Try it yourself — add items and test membership to see false positives in action:

Production Proof

Project	Source	Usage
LevelDB	bloom.cc#L17-L80	`BloomFilterPolicy` — uses double-hashing (Kirsch-Mitzenmacher) with rotate-right-17 to set `k` bits per key. `KeyMayMatch` returns false immediately if any probed bit is zero. Avoids disk reads for keys that don't exist.
Chromium (Blink)	selector_filter.h#L149-L175	8192-bit bloom filter for CSS ancestor selector fast-rejection — discards 60-70% of CSS rules without full matching.

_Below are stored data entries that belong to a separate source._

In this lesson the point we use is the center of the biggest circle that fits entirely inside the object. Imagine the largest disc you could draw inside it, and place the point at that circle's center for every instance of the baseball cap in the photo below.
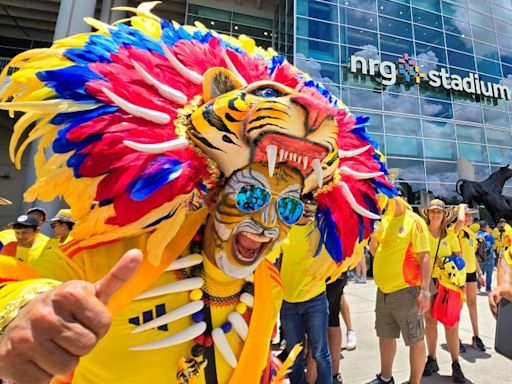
(63, 215)
(37, 209)
(27, 221)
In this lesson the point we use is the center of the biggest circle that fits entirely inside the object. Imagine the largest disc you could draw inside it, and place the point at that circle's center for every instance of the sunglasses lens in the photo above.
(250, 198)
(290, 209)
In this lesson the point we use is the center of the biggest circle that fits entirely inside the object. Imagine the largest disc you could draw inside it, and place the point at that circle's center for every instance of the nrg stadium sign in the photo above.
(410, 72)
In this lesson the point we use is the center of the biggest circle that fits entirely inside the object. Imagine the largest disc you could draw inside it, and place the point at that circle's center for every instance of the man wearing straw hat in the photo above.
(402, 274)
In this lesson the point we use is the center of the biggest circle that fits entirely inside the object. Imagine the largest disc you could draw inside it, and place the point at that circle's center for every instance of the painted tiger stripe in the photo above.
(263, 126)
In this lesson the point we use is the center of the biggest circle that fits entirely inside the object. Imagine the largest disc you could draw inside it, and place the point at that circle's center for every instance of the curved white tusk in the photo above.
(271, 158)
(239, 324)
(188, 334)
(147, 114)
(319, 172)
(185, 262)
(353, 203)
(247, 299)
(158, 147)
(249, 278)
(163, 89)
(359, 175)
(184, 71)
(353, 152)
(221, 343)
(177, 286)
(169, 317)
(232, 68)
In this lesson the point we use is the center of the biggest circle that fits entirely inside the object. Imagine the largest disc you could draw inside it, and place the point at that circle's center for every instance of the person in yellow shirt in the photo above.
(27, 245)
(401, 271)
(500, 233)
(504, 282)
(468, 244)
(8, 235)
(62, 224)
(443, 243)
(305, 309)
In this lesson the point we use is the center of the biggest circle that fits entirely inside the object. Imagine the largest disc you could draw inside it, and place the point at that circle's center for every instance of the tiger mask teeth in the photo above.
(271, 158)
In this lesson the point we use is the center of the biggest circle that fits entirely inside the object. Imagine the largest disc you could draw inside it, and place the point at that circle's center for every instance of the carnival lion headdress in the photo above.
(138, 122)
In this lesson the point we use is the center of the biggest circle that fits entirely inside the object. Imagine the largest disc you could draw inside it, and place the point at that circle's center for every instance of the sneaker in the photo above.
(478, 344)
(351, 340)
(457, 375)
(431, 367)
(378, 380)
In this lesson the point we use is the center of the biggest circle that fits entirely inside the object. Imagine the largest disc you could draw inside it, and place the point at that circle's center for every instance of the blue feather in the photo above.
(158, 173)
(163, 218)
(329, 234)
(97, 49)
(74, 119)
(128, 37)
(69, 82)
(383, 188)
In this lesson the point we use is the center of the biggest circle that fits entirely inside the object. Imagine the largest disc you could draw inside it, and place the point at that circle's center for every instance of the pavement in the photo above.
(362, 364)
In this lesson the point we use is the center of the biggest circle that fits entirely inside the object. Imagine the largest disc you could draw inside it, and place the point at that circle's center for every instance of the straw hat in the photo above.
(4, 201)
(439, 204)
(63, 215)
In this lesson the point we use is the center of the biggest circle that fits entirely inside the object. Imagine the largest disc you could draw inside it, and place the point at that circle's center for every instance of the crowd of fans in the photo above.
(408, 256)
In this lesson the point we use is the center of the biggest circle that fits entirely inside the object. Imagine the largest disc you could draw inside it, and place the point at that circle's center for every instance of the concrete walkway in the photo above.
(361, 365)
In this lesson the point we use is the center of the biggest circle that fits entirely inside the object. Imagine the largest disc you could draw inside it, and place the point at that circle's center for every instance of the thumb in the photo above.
(118, 275)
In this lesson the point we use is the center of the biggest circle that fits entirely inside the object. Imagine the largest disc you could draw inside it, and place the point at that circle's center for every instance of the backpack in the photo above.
(483, 250)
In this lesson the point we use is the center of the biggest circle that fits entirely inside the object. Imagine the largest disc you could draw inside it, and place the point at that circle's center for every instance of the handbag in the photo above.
(447, 306)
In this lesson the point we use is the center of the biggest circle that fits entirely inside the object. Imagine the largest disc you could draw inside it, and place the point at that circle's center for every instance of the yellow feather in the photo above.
(164, 234)
(98, 25)
(148, 26)
(19, 129)
(287, 364)
(138, 12)
(39, 130)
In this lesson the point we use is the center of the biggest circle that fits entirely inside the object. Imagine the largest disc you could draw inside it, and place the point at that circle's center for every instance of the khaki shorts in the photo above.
(396, 313)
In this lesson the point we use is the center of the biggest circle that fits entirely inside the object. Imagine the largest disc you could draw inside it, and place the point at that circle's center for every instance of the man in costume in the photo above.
(195, 148)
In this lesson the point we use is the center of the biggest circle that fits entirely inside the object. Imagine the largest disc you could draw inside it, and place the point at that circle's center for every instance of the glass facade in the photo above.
(232, 23)
(422, 130)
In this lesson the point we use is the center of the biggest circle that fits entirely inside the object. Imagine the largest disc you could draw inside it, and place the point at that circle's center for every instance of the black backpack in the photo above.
(483, 250)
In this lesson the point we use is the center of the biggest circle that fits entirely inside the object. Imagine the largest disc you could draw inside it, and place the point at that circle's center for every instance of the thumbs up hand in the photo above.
(51, 333)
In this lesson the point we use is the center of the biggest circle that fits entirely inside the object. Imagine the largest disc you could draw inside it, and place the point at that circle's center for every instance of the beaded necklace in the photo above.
(205, 293)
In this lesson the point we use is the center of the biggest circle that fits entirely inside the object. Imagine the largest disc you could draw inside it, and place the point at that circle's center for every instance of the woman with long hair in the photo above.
(443, 243)
(468, 243)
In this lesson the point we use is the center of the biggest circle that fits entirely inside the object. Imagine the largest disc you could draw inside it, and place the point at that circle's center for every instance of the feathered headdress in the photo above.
(112, 112)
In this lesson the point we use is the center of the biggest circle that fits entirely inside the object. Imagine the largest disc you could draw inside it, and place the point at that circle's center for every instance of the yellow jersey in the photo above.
(447, 247)
(396, 265)
(302, 273)
(112, 361)
(468, 246)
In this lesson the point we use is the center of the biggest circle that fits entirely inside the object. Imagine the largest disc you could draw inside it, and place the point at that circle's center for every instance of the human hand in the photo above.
(422, 304)
(481, 279)
(51, 333)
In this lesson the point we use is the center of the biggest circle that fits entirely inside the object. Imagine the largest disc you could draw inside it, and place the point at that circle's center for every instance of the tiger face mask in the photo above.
(252, 215)
(265, 121)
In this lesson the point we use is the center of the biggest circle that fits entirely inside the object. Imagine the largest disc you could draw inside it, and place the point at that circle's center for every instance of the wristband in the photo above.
(12, 308)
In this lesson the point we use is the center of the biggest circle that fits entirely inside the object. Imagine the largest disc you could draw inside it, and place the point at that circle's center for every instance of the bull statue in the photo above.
(488, 193)
(472, 192)
(499, 206)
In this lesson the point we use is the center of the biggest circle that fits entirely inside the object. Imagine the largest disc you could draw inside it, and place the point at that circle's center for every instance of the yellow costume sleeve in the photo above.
(13, 296)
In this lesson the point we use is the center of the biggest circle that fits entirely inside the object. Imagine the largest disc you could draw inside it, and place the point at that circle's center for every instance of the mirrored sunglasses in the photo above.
(251, 198)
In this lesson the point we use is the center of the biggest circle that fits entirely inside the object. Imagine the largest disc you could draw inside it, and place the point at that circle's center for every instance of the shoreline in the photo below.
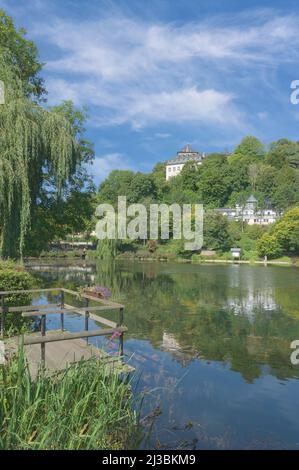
(52, 260)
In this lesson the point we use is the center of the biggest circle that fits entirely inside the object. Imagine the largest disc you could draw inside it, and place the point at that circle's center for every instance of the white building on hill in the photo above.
(176, 164)
(250, 213)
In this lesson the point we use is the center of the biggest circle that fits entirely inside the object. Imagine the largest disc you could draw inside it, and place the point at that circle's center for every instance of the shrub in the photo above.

Uses salted hashing (tag/id/class/attr) to prevent cross-type collisions.

Implementation

TypeScriptRustGoPython

typescript

class BloomFilter {
  private bits: Uint8Array;
  private size: number;
  private hashCount: number;

  constructor(size: number, hashCount = 3) {
    this.size = size;
    this.hashCount = hashCount;
    this.bits = new Uint8Array(size);
  }

  private hashes(item: string): number[] {
    let h1 = 0;
    let h2 = 0;
    for (let i = 0; i < item.length; i++) {
      h1 = (h1 * 31 + item.charCodeAt(i)) | 0;
      h2 = (h2 * 37 + item.charCodeAt(i)) | 0;
    }
    const result: number[] = [];
    for (let i = 0; i < this.hashCount; i++) {
      result.push(((h1 + i * h2) % this.size + this.size) % this.size);
    }
    return result;
  }

  add(item: string): void {
    for (const pos of this.hashes(item)) {
      this.bits[pos] = 1;
    }
  }

  mightContain(item: string): boolean {
    return this.hashes(item).every((pos) => this.bits[pos] === 1);
  }
}

rust

pub struct BloomFilter {
    bits: Vec<bool>,
    size: usize,
    hash_count: usize,
}

impl BloomFilter {
    pub fn new(size: usize, hash_count: usize) -> Self {
        BloomFilter { bits: vec![false; size], size, hash_count }
    }

    fn hashes(&self, item: &str) -> Vec<usize> {
        let mut h1: i32 = 0;
        let mut h2: i32 = 0;
        for b in item.bytes() {
            h1 = h1.wrapping_mul(31).wrapping_add(b as i32);
            h2 = h2.wrapping_mul(37).wrapping_add(b as i32);
        }
        (0..self.hash_count)
            .map(|i| ((h1.wrapping_add((i as i32).wrapping_mul(h2))) as usize) % self.size)
            .collect()
    }

    pub fn add(&mut self, item: &str) {
        for pos in self.hashes(item) {
            self.bits[pos] = true;
        }
    }

    pub fn might_contain(&self, item: &str) -> bool {
        self.hashes(item).iter().all(|&pos| self.bits[pos])
    }
}

type BloomFilter struct {
	bits      []bool
	size      int
	hashCount int
}

func NewBloomFilter(size, hashCount int) *BloomFilter {
	return &BloomFilter{bits: make([]bool, size), size: size, hashCount: hashCount}
}

func (bf *BloomFilter) hashes(item string) []int {
	h1, h2 := 0, 0
	for _, b := range []byte(item) {
		h1 = h1*31 + int(b)
		h2 = h2*37 + int(b)
	}
	result := make([]int, bf.hashCount)
	for i := range result {
		result[i] = ((h1 + i*h2) % bf.size + bf.size) % bf.size
	}
	return result
}

func (bf *BloomFilter) Add(item string) {
	for _, pos := range bf.hashes(item) {
		bf.bits[pos] = true
	}
}

func (bf *BloomFilter) MightContain(item string) bool {
	for _, pos := range bf.hashes(item) {
		if !bf.bits[pos] {
			return false
		}
	}
	return true
}

python

class BloomFilter:
    def __init__(self, size: int, hash_count: int = 3):
        self.size = size
        self.hash_count = hash_count
        self.bits = [False] * size

    def _hashes(self, item: str) -> list[int]:
        h1, h2 = 0, 0
        for ch in item:
            h1 = (h1 * 31 + ord(ch)) & 0xFFFFFFFF
            h2 = (h2 * 37 + ord(ch)) & 0xFFFFFFFF
        return [(h1 + i * h2) % self.size for i in range(self.hash_count)]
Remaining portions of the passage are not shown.